Rai 5 trasmette la sera dell’11 gennaio il film L’accusa. Diretto da Yvan Attal e interpretato da Charlotte Gainsbourg, Matthieu Kassovitz, Pierre Arditi, Ben Attal, Suzanne Jouannet, Audrey Dana, Benjamin Lavernhe e Judith Chemla, il film di Rai 5 L’accusa è l’adattamento del romanzo Le cose umane di Karine Tuil, pubblicato in Italia da La nave di Teseo.
La storia ruota intorno ad Alexandre (Alexandre Farel), un ragazzo accusato di aver violentato una ragazza, Mila (Suzanne Jouannet). Tante le domande che nascono: chi è questo ragazzo e chi è questa ragazza? Lui è colpevole o innocente? Lei è una vittima o è spinta solo da un desiderio di vendetta, come sostiene l’accusato? I due giovani protagonisti e i loro cari vedranno le loro vite, le loro convinzioni e le loro certezze andare in frantumi ma… esiste una sola verità?

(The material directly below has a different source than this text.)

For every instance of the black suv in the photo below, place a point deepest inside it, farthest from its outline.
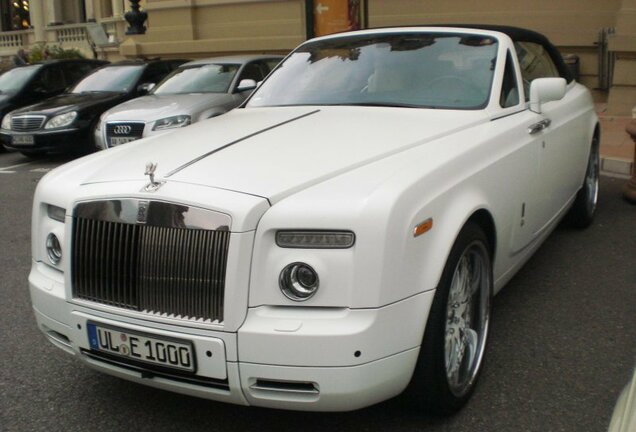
(26, 85)
(65, 123)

Un tema di scottante attualità
Alexandre Farel è il figlio di Jean, popolare presentatore televisivo. Claire, sua madre, ha lasciato il marito e vive con Adam Wizman, separato anche lui da una moglie ebrea e molto religiosa dalla quale ha avuto un figlia, Mila. Quando Alexandre torna dagli Stati Uniti dove sta terminando i suoi studi, raggiunge la madre per una sera e fa la conoscenza di Mila. Insieme, decidono di andare a una festa per gli ex studenti del liceo Enrico IV. Tuttavia, il giorno dopo, la polizia arresta Alexandre, accusato di aver violentato Mila. È veramente colpevole?: è la prima domande che ci si pone guardando il film di Rai 5, L’accusa, un dramma in cui nel risalire alla verità interferiscono fattori come le differenze di classe, di religione e la pressione dei mass media.

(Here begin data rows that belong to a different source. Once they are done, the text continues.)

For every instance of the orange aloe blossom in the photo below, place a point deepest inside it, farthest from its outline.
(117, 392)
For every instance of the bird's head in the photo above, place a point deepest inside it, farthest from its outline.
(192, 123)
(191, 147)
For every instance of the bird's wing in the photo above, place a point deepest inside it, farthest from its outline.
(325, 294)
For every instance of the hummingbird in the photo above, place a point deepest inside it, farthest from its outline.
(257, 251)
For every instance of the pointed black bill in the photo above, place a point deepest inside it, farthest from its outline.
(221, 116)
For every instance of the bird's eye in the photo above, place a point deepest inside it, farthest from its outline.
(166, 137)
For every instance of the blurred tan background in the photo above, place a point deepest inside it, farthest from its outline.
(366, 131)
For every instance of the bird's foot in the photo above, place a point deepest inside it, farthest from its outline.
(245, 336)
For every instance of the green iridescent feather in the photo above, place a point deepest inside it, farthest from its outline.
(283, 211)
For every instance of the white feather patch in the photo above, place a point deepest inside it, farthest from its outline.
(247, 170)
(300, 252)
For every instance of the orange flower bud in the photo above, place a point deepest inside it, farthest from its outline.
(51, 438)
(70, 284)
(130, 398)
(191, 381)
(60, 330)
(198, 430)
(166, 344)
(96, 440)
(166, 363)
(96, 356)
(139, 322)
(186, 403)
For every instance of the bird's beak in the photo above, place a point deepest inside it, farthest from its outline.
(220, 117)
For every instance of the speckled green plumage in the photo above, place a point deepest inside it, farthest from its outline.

“Il romanzo di Karine Tuil era appena uscito”, ha ricordato il regista Yvan Attal. “Ero interessato all’autrice, della quale avevo già letto altre cose, e all’argomento: un ragazzo accusato di stupro in seguito a una festa. La narrazione mi ha sconvolto. Mi ha commosso l’imputato (nel quale potevo rivedere mio figlio), mi ha commosso la vittima (nella quale potevo rivedere mia figlia), mi sono completamente identificato nei genitori dei due giovani coinvolti in questo fatto di cronaca”.

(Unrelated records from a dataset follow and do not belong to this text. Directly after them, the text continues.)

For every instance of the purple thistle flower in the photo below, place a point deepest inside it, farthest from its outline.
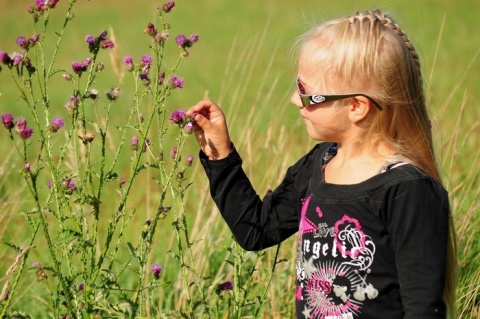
(40, 5)
(90, 39)
(72, 186)
(107, 44)
(193, 38)
(173, 152)
(72, 105)
(17, 59)
(181, 40)
(103, 35)
(57, 124)
(151, 30)
(145, 145)
(86, 63)
(21, 123)
(7, 120)
(93, 94)
(113, 93)
(176, 82)
(128, 60)
(178, 116)
(26, 167)
(189, 127)
(26, 132)
(227, 285)
(146, 60)
(224, 286)
(156, 270)
(34, 39)
(168, 6)
(22, 42)
(51, 3)
(5, 58)
(69, 186)
(77, 67)
(145, 79)
(134, 143)
(161, 78)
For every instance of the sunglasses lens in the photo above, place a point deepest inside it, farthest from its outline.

“Ho modificato la struttura della storia – c’è “lui”, poi “lei” e infine il processo – perché lo spettatore abbia il tempo di affezionarsi a loro. Volevo sapere da dove venivano, chi erano, come entrambi avevano passato la serata che precede il dramma, perché lei riteneva che lui l’avesse stuprata e perché invece lui credeva che lei fosse stata consenziente. Il tema era attuale, i personaggi complessi. E, per la prima volta, questo libro mi ha fornito l’occasione di allontanarmi dalla commedia, di ritrovarmi in un tipo di cinema che mi ha fatto venire voglia di fare cinema con elementi che non avevo mai avuto occasione di riprendere: un commissariato, un tribunale, una perquisizione, etc.”.
“Durante la stesura della sceneggiatura, ho incontrato giudici, poliziotti e avvocati per comprendere il più possibile il loro campo d’azione, la loro concezione del mestiere”, ha proseguito il regista del film di Rai 5 L’accusa. “Il romanzo mi ha fornito del bel materiale drammatico ma avevo bisogno di immergermi nel sistema, nell’arena in cui tutti operano. L’aula del processo è quella che mi ha segnato di più: vi regna il silenzio, una tensione molto forte. Non è un teatro. Gli avvocati ovviamente indulgono in “performance”, a volte teatrali, ma il loro obiettivo è quello di colpire forte e di convincere, perché la posta in gioco è molto alta”.
“Ho assistito a un processo per stupro. Lì, non c’era alcun dubbio che l’uomo fosse colpevole. Ma nonostante tutto, c’è un essere umano dentro al box e un altro al banco degli imputanti. Ci sono in gioco molte vite e malgrado tutte le convinzioni, le emozioni, si esce scossi. La lettura del romanzo non era stata sufficiente, dovevo vivere questa esperienza. È ciò che ha guidato la mia messa in scena: rimanere a lungo sui personaggi per evitare il superfluo".